On July 22, 2016, the Internal Revenue Service (the “IRS”) and the Department of the Treasury (“Treasury”) released proposed and temporary regulations under Section 50 of the Internal Revenue Code of 1986, as amended (the “Code”), setting forth certain operating rules on the calculation of the investment tax credit (the “ITC”) where the lessor has elected to treat the investment tax credit property (“ITC Property”) as having been acquired by the lessee. In such case, the lessee, rather than the lessor, is entitled to claim the ITC in respect of the property that is the subject of such election. Of particular note, these rules change the way partners and shareholders of such lessees who are partnerships or S corporations must report the gross income inclusion that applies in lieu of a tax basis adjustment.

I. Background

In general, a 30% ITC is available under current law for certain types of renewable energy property placed in service by a taxpayer during a taxable year. Under the Code and the Treasury Regulations applicable to the ITC, the taxpayer receiving the ITC must reduce its basis in the ITC Property by 50 percent of the credit (or 100 percent for certain rehabilitation expenditure credits) (the “Basis Adjustment Rule”). A recapture rule also requires the taxpayer to increase its tax liability by a recapture amount that decreases over time for the taxable year in which the ITC Property is transferred or otherwise ceases to be ITC Property (or upon disposition of interests in the taxpayer, in the case of partnerships claiming the ITC) if such transfer or cessation occurs within five years of being placed in service (the “Recapture Rule”).

A lessor of ITC Property may elect to effectively pass through the ITC to its lessee by treating the lessee as having purchased the property for purposes of computing the ITC (the “Lessor Election”). Because a lessee generally does not obtain a tax basis in leased ITC Property, the lessee cannot, if the Lessor Election were made, take a reduction in tax basis as required under the Basis Adjustment Rule. Instead, the lessee must include in gross income an amount equal to 50 percent of the credit (or 100 percent if the credit was for certain rehabilitation expenditures) ratably over the shortest recovery period applicable to the ITC Property under section 168 of the Code (the “Income Inclusion Rule”).

When the lessee taxpayer is an entity taxed as a partnership or an S corporation, the Income Inclusion Rule potentially could have the odd effect of increasing the “outside” tax basis in the interests of partners of the partnership or shareholders of the S corporation under Code Sections 705(a) and 1367(a), respectively. Whether this result was authorized or permitted by existing tax law has been an area of uncertainty. With the issuance of these new regulations, however, the IRS and Treasury have stated their belief that such a benefit, not available to other lessees of ITC Property, is inappropriate and is inconsistent with the purposes of Sections 48, 705 and 1367 of the Code.

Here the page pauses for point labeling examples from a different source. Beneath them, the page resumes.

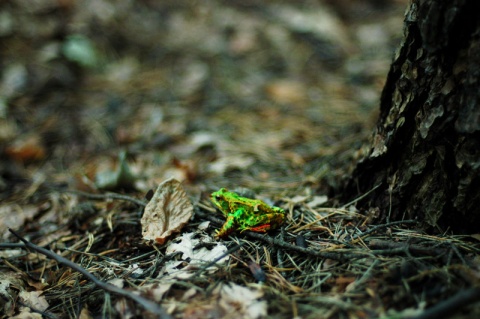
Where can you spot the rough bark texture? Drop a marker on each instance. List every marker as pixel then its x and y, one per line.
pixel 425 153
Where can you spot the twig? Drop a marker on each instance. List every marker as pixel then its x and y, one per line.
pixel 147 304
pixel 412 248
pixel 340 256
pixel 377 227
pixel 446 308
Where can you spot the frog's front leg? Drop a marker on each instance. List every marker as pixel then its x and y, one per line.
pixel 227 227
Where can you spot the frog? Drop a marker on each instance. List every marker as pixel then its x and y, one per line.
pixel 244 213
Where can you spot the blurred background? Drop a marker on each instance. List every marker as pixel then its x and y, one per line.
pixel 260 94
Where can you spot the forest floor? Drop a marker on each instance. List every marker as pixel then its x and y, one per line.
pixel 103 101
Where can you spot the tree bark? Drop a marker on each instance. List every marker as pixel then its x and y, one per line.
pixel 424 157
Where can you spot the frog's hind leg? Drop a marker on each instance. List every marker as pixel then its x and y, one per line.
pixel 260 228
pixel 227 227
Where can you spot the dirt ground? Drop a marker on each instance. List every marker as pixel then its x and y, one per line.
pixel 102 101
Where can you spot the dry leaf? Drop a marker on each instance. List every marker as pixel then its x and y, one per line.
pixel 167 212
pixel 242 302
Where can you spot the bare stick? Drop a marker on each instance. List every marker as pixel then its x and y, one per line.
pixel 147 304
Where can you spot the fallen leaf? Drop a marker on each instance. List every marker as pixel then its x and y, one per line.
pixel 26 149
pixel 242 302
pixel 167 212
pixel 197 256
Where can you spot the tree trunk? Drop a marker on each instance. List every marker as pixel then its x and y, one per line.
pixel 424 158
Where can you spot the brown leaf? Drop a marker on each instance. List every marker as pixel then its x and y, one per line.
pixel 167 212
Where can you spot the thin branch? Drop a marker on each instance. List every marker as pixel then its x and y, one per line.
pixel 147 304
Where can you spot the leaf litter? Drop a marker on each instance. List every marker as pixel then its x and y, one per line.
pixel 220 95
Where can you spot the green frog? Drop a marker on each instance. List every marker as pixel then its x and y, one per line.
pixel 245 214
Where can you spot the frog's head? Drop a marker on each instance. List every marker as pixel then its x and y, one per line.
pixel 219 199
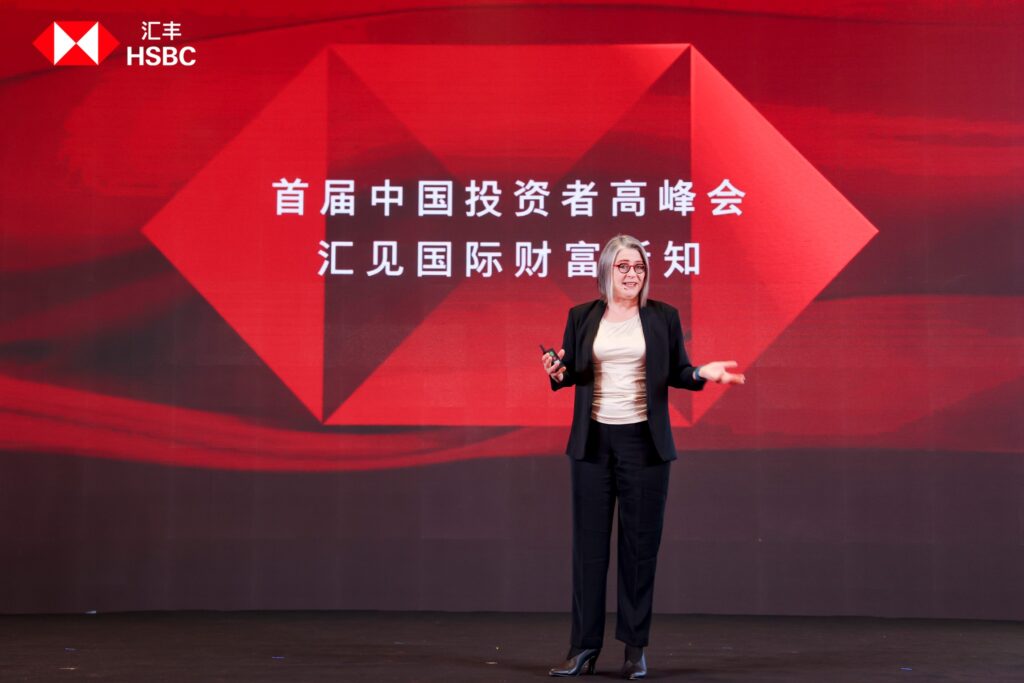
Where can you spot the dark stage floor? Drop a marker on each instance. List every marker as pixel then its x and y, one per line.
pixel 441 646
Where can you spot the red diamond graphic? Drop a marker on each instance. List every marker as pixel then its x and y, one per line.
pixel 76 43
pixel 462 350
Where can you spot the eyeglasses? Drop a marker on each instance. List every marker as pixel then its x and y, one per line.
pixel 639 268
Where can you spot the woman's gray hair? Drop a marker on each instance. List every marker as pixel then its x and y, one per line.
pixel 607 262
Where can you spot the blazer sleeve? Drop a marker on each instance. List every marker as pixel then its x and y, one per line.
pixel 568 343
pixel 680 370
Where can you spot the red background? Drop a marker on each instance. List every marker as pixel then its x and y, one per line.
pixel 872 464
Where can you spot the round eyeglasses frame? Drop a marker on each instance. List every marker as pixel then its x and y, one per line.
pixel 639 268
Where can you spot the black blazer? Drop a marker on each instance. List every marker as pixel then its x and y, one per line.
pixel 667 367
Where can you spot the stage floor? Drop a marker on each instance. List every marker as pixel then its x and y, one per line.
pixel 444 646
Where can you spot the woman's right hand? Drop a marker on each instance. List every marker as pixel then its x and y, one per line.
pixel 555 369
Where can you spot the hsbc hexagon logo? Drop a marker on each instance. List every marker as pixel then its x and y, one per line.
pixel 76 43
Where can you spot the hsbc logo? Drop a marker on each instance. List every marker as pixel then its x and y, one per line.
pixel 76 43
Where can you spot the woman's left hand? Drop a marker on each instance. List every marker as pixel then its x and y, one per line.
pixel 718 371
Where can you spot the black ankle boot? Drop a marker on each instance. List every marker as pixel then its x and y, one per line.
pixel 581 663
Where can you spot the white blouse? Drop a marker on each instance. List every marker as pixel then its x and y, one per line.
pixel 620 373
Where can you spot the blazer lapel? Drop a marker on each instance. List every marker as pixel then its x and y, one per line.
pixel 648 335
pixel 590 332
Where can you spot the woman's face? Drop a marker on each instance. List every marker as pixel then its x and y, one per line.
pixel 627 285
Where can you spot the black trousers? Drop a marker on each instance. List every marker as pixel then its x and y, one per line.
pixel 622 463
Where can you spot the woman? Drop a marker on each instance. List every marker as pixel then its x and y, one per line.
pixel 622 352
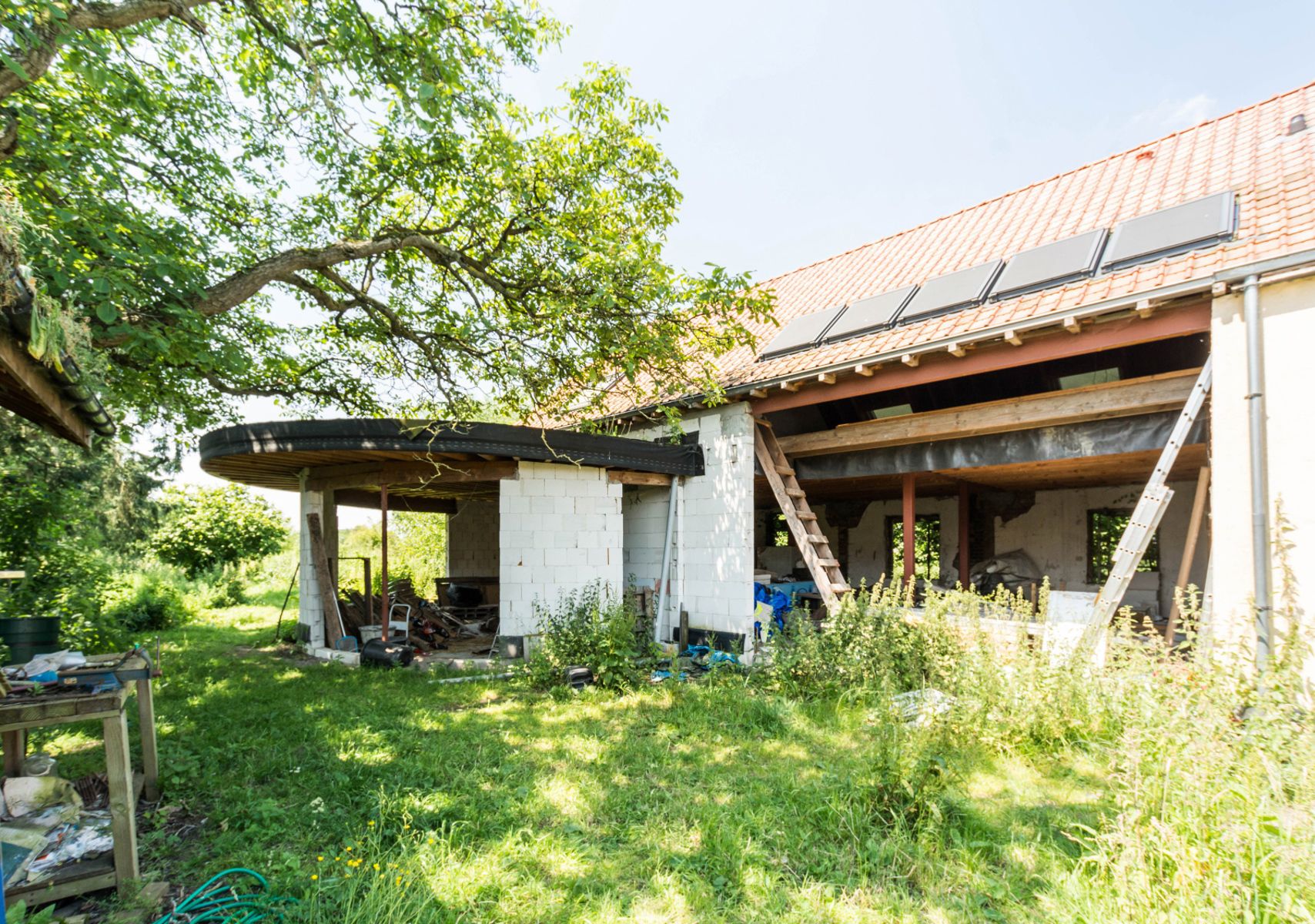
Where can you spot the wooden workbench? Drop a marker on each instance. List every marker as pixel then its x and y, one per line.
pixel 18 714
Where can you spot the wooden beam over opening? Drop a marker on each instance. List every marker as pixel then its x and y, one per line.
pixel 1092 403
pixel 648 479
pixel 373 475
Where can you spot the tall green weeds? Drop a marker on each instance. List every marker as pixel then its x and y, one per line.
pixel 591 628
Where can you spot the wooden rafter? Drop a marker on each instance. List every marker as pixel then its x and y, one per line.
pixel 33 396
pixel 1093 403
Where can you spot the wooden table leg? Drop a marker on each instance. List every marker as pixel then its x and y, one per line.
pixel 150 755
pixel 122 805
pixel 15 749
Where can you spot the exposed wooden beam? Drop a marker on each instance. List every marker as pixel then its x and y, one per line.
pixel 370 500
pixel 964 557
pixel 1190 318
pixel 369 475
pixel 59 414
pixel 1093 403
pixel 653 479
pixel 910 526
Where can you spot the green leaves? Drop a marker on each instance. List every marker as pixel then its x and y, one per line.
pixel 436 246
pixel 220 526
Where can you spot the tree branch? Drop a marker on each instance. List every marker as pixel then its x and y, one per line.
pixel 35 58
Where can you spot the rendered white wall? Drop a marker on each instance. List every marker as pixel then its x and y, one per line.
pixel 713 543
pixel 1287 312
pixel 473 539
pixel 560 530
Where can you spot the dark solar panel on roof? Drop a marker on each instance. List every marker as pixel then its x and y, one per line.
pixel 801 333
pixel 869 314
pixel 1049 264
pixel 1181 228
pixel 958 290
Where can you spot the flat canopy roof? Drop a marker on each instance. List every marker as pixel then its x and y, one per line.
pixel 427 464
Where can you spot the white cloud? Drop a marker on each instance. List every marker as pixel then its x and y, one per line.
pixel 1173 115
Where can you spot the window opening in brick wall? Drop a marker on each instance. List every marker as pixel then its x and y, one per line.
pixel 926 551
pixel 1103 531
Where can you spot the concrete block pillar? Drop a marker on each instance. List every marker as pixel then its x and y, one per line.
pixel 310 613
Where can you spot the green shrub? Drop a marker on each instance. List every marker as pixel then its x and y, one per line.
pixel 145 602
pixel 212 527
pixel 592 630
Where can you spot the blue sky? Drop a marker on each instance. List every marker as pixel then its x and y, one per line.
pixel 801 130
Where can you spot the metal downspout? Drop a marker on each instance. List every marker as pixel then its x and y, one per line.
pixel 666 561
pixel 1259 470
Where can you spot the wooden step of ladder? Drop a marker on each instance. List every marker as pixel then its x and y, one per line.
pixel 1151 507
pixel 809 539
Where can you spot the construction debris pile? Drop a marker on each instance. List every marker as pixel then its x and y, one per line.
pixel 427 624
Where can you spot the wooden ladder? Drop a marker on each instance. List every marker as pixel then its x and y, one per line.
pixel 1149 511
pixel 808 535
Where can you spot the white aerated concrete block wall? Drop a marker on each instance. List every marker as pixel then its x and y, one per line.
pixel 1287 312
pixel 473 539
pixel 713 543
pixel 644 530
pixel 560 530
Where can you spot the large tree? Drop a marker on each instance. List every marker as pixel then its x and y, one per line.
pixel 182 161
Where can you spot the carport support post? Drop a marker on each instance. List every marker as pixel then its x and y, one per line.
pixel 909 526
pixel 383 559
pixel 964 564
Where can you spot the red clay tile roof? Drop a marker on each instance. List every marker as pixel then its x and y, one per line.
pixel 1246 152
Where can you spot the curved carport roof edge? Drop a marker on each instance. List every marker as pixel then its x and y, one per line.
pixel 300 442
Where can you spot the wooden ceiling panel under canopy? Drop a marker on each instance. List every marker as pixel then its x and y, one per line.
pixel 427 464
pixel 1130 468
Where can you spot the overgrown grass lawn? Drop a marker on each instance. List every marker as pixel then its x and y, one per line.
pixel 488 802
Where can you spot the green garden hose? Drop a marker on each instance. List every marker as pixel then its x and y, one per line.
pixel 221 902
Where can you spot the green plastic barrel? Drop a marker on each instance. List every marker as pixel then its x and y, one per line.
pixel 29 637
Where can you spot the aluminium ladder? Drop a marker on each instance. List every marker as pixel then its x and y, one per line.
pixel 813 544
pixel 1149 511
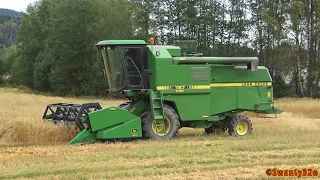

II. The Temporary and Proposed Regulations

The proposed and temporary regulations cement the application of the Income Inclusion Rule and provide rules coordinating the Income Inclusion Rule with the Recapture Rule for ITC Property subject to a Lessor Election. Therefore, in lieu of the Basis Adjustment Rule, the lessee must include in gross income an amount equal to the amount of the credit (or, in the case of an energy credit under section 48 of the Code, 50 percent of the credit) ratably over the shortest recovery period applicable to the ITC Property.

In addition, the proposed and temporary regulations provide special rules for lessees that are entities classified as partnerships or S corporations if the Lessor Election has been made. Under these rules, any income resulting from the application of the Income Inclusion Rule is not a partnership item or an S corporation item subject to the tax basis adjustment rules applicable to those entities. Rather, the proposed and temporary regulations generally provide that each partner or shareholder that is the “ultimate credit claimant” is treated as the lessee of the ITC Property and must include its share of the income under the Income Inclusion Rule. Because the income inclusion under this approach does not flow through the entity, there is no tax basis increase in the equityholder’s interest in the entity. An “ultimate credit claimant” is any partner or S corporation shareholder that files an IRS Form 3468, Investment Credit, with its income tax return to claim the ITC.

The proposed and temporary regulations also allow taxpayers to elect to accelerate the income inclusion upon a termination or other disposition of a lease. For partnerships and S corporations, the election is available to the ultimate credit claimant. Furthermore, partners and S corporation shareholders can elect to accelerate the income inclusion when they dispose of their entire interest, direct or indirect, in the partnership or S corporation. The election is available only if the recapture period has ended, and the taxpayer must make the election by including in gross income the relevant amount on the tax return for the taxable year of the termination or other disposition of the lease or the disposition of the taxpayer’s entire interest in the partnership or S corporation.

These regulations are prospective and apply to ITC Properties that are placed in service on or after September 19, 2016. Taxpayers wishing to comment on the proposed regulations have until October 20, 2016, to submit such comments or to request a public hearing.